老人は夜の公園でひとり、ひっそりとベンチに腰かけていた。その様子があまりにも不可思議であり、ワタシはつい声をかけることにした。
「もし、そこのお方」
ワタシの呼びかけに老人は焦点の定まらない目線を送る。ワタシの声が聞こえているのかいないのか、それすらもよくわからなかった。かといって、放っておくわけにもいかない。
「こんな遅くに何をされているのか? ご家族は心配されているのではないか?」
「…心配をかけたくないと、外に出てまいりました」
意外にも、というべきか、老人の受け答えはしっかりとしたものだった。
「ご事情はわかりませぬ。しかしこんな真夜中にひとりでおられるのはよくない。もう遅いですし…、といっても、ワタシには時計がないので知りようもありませんが」
すると老人は驚いたような顔をした。続いて胸元から時計を取り出すと、ワタシの目の前に差し出した。
「これは間違いではなさそうだ」
老人の時計はおそらく今の時間を正しく指し示したものだろう。
「あなたは時計を持っていないのですか?」
老人は不思議そうな表情を浮かべて問いかけてきた。
「あいにくワタシはこの街の人間ではありません。ここで暮らす方はみな時計を持っているのですね。広場や駅にはないものですから、ワタシのようなよそ者には苦労が絶えません」
「いいえ、あなたにも時計があるのですよ。気づいていないだけなのです」
そんな馬鹿なと驚くワタシを尻目に、老人はすっと一点を指差していた。その先にはワタシのズボン、ポケットがあり、ふと手を入れてみると、そこにはあるはずのない時計がうずくまっていた。

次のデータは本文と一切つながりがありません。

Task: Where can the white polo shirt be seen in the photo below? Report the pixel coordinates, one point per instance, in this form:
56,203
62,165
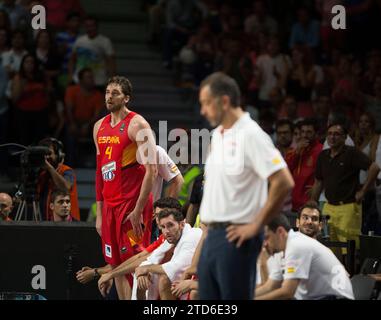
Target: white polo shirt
167,170
319,271
275,266
236,171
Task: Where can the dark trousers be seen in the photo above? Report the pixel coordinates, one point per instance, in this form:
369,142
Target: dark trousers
226,272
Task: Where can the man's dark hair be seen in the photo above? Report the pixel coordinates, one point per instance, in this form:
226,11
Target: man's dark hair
92,18
58,192
177,214
82,72
124,83
167,203
310,205
310,122
338,122
279,221
221,84
283,122
72,14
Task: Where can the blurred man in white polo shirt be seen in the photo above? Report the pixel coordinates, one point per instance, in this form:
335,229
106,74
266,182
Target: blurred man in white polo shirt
238,199
311,270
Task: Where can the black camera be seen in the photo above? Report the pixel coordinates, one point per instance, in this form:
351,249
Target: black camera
34,157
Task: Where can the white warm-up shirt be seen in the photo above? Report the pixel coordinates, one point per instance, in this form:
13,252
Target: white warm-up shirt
319,271
236,171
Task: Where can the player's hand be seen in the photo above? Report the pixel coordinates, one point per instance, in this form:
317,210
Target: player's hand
85,275
188,273
241,233
98,225
136,219
141,271
105,284
144,282
181,287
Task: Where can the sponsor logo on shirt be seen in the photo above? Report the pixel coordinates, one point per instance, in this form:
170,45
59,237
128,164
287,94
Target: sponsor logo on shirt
108,171
108,251
291,270
108,140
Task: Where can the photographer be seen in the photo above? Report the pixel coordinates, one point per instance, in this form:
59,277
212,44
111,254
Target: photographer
56,175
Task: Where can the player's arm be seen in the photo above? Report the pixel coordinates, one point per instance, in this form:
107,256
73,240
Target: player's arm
140,132
98,181
175,186
285,292
268,286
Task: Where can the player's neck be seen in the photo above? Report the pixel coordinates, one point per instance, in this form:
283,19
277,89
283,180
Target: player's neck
231,117
118,116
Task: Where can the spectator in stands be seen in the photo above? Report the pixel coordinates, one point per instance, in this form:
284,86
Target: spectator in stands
4,41
17,14
305,31
4,20
321,108
57,11
284,133
29,95
83,104
6,206
4,120
11,59
182,19
65,41
345,87
302,163
47,56
372,71
373,102
330,38
337,172
302,78
156,14
154,275
94,51
367,141
203,45
260,21
60,205
311,270
273,68
56,175
309,221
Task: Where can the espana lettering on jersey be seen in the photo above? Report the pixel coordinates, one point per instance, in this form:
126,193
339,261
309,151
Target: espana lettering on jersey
109,140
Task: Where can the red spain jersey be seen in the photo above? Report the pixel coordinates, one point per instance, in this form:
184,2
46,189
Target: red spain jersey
122,175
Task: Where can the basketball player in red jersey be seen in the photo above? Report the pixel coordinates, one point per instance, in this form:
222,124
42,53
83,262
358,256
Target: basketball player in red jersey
124,179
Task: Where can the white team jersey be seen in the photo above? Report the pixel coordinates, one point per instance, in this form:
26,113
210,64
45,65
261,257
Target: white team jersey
236,171
167,170
319,271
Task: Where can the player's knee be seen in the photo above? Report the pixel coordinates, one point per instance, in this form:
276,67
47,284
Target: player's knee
164,282
193,295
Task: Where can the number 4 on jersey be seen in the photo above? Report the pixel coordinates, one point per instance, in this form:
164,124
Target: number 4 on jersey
109,152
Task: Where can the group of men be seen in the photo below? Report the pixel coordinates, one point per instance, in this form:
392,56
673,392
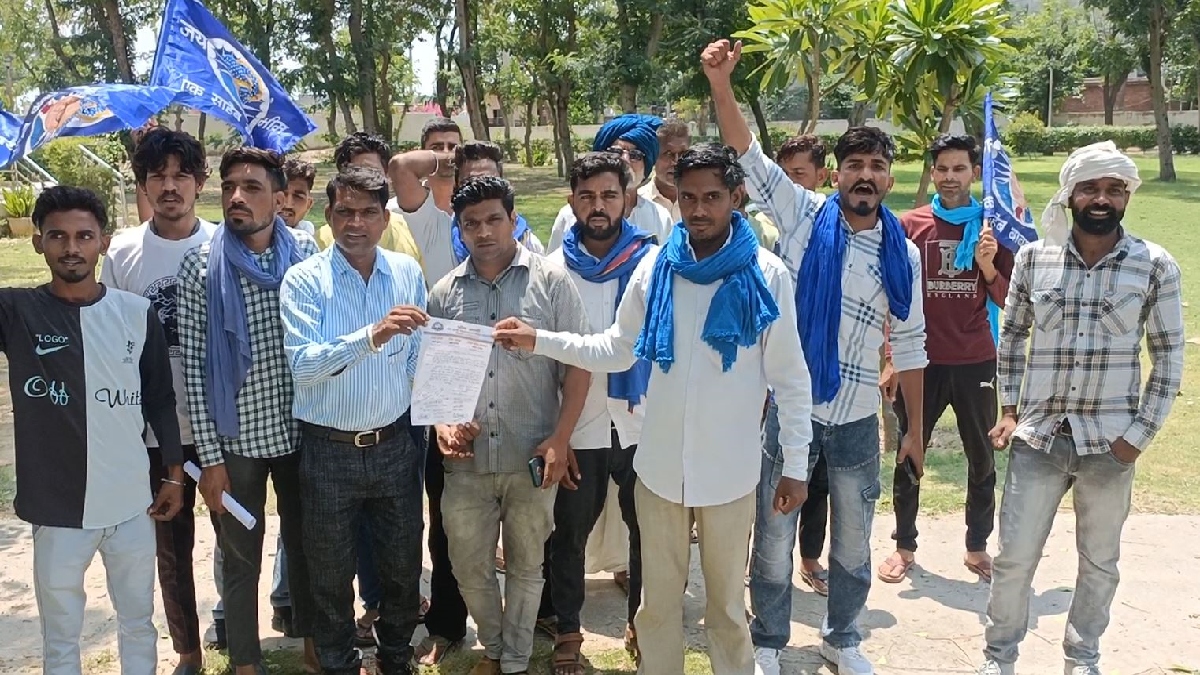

それはこの街に来てから見慣れたデザインである懐中時計。時刻は老人と同じときを指していたが、その針は止まったままだった。
「ネジを回してごらんなさい。この街で時計のネジを回したとき、あなたの時間が示されるのです」
ワタシは言われるがままにネジを回した。動き出す針に、格別の喜びを覚える。命を刻む秒針が、ワタシに時間という感覚を与えた。いや、それは誰しも知っていて、それでいて目を背けているものなのだろう。
この日はワタシにとって特別な日だった。ワタシが老人と初めて言葉を交わし、そして最後の言葉を交わした日でもあるのだから。
ワタシはベッドの上で、初めてこの街を訪れたときのことを思い出していた。
旅人として世界を周っていたワタシは、ついにこの地を定住の場とすることにした。
理由はいくつかあるが、やはり世界放浪の旅など、体に大きな負担がかかる。もう満足に動けなくなった現状を考えれば、あのとき旅をやめたのは決して誤りではなかったはずだ。
あの日、老人は静かに息を引き取った。ワタシの目の前で、眠るように、懐中時計を握りしめて。
この街を初めて訪れてからもう十数年が経とうとしている。
ワタシの時計は、あの日の老人と同じく子夜の時刻を迎えようとしている。